When Jameson evokes 'Cubism' he is obviously thinking of the studio-based art of Picasso and Braque, with its very modest subject matter, but Gleizes and Metzinger's book argues for an art in which 'the plastic continuum must be broken up into a thousand surprises of fire and of shadow'. Thus, apart from the fact that the still figurative images in the Timon of Athens series are very chaotic, they are close in intention to the 'epic Cubism' - paintings on a large scale combining many heterogeneous elements - of Gleizes and perhaps more so Henri Le Fauconnier, with his Hunter and Mountaineers chased by Bears. I am not suggesting that Lewis was following the Cubists any more than that he was following Hulme but as his work of 1914 is consonant with the arguments of Hulme so it happens that his work of 1913 is consonant with the arguments of Gleizes and Metzinger.

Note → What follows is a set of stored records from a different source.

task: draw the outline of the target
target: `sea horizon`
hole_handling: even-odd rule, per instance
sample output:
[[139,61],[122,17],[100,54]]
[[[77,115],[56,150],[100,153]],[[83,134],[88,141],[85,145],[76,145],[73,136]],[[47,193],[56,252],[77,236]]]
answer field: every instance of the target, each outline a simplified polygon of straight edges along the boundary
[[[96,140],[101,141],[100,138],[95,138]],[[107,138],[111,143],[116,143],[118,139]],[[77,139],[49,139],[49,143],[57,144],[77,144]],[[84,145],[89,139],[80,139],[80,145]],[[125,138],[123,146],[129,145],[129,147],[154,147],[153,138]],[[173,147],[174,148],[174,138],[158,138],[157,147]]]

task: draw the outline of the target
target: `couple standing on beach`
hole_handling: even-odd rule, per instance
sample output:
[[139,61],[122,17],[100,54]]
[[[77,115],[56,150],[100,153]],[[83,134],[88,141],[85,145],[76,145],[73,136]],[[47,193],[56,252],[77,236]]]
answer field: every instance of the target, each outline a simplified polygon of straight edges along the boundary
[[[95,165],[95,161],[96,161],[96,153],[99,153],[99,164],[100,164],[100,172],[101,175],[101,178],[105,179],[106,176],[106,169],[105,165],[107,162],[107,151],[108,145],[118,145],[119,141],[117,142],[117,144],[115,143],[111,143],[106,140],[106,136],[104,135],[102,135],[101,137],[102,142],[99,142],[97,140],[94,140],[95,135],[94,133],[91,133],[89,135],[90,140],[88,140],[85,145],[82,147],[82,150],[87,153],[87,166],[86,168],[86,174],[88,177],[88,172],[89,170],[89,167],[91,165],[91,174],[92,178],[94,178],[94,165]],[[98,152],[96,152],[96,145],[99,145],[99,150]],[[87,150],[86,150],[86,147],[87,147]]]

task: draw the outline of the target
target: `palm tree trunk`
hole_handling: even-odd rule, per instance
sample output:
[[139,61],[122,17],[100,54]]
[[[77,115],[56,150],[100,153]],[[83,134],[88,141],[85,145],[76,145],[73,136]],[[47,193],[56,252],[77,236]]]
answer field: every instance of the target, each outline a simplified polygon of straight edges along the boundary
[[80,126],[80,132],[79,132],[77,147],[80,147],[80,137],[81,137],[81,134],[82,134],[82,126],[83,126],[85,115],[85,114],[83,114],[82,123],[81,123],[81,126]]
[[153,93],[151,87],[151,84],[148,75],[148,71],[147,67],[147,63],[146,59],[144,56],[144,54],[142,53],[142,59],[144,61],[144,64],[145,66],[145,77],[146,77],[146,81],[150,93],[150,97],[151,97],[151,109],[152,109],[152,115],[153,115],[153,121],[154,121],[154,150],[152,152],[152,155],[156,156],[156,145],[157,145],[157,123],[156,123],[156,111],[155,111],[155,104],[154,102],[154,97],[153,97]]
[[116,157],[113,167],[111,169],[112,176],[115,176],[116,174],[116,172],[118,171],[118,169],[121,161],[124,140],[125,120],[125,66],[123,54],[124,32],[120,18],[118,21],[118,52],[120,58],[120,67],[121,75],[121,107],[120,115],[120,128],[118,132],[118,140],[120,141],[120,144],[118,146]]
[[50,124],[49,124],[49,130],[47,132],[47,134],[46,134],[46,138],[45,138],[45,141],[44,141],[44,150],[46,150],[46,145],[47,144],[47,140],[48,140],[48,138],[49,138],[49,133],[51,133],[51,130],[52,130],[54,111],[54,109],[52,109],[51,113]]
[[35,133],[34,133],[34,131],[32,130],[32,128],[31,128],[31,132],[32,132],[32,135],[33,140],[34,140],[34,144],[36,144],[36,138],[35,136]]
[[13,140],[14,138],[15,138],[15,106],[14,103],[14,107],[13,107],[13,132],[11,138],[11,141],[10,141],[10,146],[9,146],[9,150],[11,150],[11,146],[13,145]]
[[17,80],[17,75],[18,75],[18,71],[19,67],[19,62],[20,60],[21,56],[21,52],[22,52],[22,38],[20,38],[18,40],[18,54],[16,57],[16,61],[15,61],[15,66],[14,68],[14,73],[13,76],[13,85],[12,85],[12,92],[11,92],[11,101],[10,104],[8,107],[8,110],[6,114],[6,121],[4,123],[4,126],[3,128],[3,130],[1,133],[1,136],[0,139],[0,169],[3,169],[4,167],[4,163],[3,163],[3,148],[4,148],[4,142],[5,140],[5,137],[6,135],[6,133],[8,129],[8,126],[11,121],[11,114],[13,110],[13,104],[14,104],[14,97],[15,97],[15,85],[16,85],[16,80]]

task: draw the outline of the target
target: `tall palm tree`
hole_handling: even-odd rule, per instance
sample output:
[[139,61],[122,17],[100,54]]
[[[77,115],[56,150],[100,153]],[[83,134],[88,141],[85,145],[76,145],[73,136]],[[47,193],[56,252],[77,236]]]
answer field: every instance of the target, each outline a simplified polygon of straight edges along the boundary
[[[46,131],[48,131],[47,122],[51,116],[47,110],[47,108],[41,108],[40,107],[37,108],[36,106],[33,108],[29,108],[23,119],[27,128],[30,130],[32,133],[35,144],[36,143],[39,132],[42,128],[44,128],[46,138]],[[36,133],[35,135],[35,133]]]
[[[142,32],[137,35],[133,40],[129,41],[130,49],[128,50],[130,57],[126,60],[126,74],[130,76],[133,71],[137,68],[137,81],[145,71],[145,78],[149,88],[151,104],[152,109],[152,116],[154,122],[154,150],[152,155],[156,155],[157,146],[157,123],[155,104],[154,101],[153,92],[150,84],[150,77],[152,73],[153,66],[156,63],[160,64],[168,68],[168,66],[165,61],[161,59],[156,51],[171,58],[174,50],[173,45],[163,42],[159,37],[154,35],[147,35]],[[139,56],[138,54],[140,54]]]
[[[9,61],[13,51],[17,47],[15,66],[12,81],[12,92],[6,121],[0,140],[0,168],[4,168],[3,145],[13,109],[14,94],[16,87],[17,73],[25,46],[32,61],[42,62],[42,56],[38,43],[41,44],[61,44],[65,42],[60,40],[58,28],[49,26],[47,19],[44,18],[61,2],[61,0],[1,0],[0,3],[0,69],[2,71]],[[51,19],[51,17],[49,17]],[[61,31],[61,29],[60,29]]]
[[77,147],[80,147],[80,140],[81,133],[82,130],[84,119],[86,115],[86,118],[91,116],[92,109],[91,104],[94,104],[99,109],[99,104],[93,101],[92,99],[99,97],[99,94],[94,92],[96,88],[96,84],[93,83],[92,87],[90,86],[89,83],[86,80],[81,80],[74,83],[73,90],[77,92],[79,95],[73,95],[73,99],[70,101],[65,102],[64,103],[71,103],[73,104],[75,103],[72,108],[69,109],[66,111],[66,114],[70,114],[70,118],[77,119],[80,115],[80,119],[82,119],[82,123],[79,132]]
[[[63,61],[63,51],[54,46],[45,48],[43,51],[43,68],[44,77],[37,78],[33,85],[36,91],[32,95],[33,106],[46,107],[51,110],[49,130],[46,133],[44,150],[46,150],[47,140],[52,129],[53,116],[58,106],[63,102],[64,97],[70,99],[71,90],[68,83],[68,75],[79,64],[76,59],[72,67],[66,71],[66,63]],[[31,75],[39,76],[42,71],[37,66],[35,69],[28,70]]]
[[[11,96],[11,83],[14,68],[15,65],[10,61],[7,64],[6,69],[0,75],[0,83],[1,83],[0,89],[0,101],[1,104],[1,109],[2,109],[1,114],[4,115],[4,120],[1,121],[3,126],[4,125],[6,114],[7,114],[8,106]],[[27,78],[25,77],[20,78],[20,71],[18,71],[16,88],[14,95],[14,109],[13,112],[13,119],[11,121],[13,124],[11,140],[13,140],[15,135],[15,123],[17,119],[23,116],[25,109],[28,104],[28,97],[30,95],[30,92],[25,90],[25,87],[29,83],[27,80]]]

We may indeed trace Lewis's evolution in terms of this emphasis on straight line and curve as elements with a power in their own right, independent of the subject represented. In 1912 he is painting caricatures in which the influence of Daumier is obvious though the stylisation is more extreme. There is no particular emphasis on straight line or curve. In 1913 (Timon of Athens) the emphasis is still on grotesque caricature but the straight line and curve are emerging as elements in their own right. By the end of 1913 the representational-grotesque element is beginning to disappear. In 1914-15 the curve disappears. This is the phase that corresponds most closely to Hulme's arguments, though Hulme, in his articles in The New Age mostly talks about Epstein and David Bomberg.